As on their 2010 Musica Viva tour, this excellent choral body began with Arvo Pärt’s Bogoróditse Djévo​, the deft balance and shape of this atmospheric prayer showing evidence of director Stephen Layton’s painstaking preparation. Not that he appeared straight away: the Cambridge singers negotiated the Pärt, Byrd and Purcell anthems as well as the Salvator mundi motet by Tallis without a conductor, singing – as for the entire program – from memory, a remarkable feat of concentration.

Layton took the night’s focus firmly away from past English choral glories to highlight recently-written works, like Trinity favourite Pawel Lukaszewski​’s slow-burn Nunc dimittis​ setting and Joseph Twist’s Hymn of Ancient Lands, written for this tour and giving these singers a congenial, non-challenging vehicle.  

More impressive music-making came through Eric Whitacre’s setting of the E. E. Cummings prayer/canticle i thank you God for this amazing day: a gift for any choir but accomplished with splendid sympathy and commitment by these 35 choristers.

The main work, Frank Martin’s Mass for Unaccompanied Double Choir, proved a glowing achievement, each movement improving on its predecessor.
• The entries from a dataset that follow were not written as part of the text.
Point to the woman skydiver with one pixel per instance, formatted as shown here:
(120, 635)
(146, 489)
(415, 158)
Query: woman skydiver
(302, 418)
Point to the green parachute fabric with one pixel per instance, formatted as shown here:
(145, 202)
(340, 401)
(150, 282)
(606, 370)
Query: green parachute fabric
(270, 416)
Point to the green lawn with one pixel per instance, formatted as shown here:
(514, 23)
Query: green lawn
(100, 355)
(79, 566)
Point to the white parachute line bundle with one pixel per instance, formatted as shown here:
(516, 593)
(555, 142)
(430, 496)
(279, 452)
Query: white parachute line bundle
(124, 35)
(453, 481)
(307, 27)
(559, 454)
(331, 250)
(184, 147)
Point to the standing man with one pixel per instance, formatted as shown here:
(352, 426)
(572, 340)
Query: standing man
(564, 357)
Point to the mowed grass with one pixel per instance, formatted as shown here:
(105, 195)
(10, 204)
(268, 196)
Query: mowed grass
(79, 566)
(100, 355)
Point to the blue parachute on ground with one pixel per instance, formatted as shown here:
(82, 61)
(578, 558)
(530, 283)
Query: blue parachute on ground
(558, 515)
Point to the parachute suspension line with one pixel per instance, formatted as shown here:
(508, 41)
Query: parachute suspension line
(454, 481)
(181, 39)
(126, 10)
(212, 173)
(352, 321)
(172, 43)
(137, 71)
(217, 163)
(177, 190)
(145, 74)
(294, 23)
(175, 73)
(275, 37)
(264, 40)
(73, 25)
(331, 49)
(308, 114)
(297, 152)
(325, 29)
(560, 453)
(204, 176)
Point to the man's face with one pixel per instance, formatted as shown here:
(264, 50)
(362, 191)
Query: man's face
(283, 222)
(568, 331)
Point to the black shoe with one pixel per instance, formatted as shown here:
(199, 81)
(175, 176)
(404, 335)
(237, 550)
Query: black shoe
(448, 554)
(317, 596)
In the Murdoch Hall’s revealing acoustic, this choir displayed faultless responsiveness and articulation, exposing clearly (for once) the striking interweaving textures of the two bodies involved while negotiating the work’s difficulties with unflappable assurance.

Layton is fortunate in controlling a sterling set of musicians who react to each line but do so with one mind. Hearing the Trinity Choir rather spoils you because they operate at such a high, sustained level of excellence.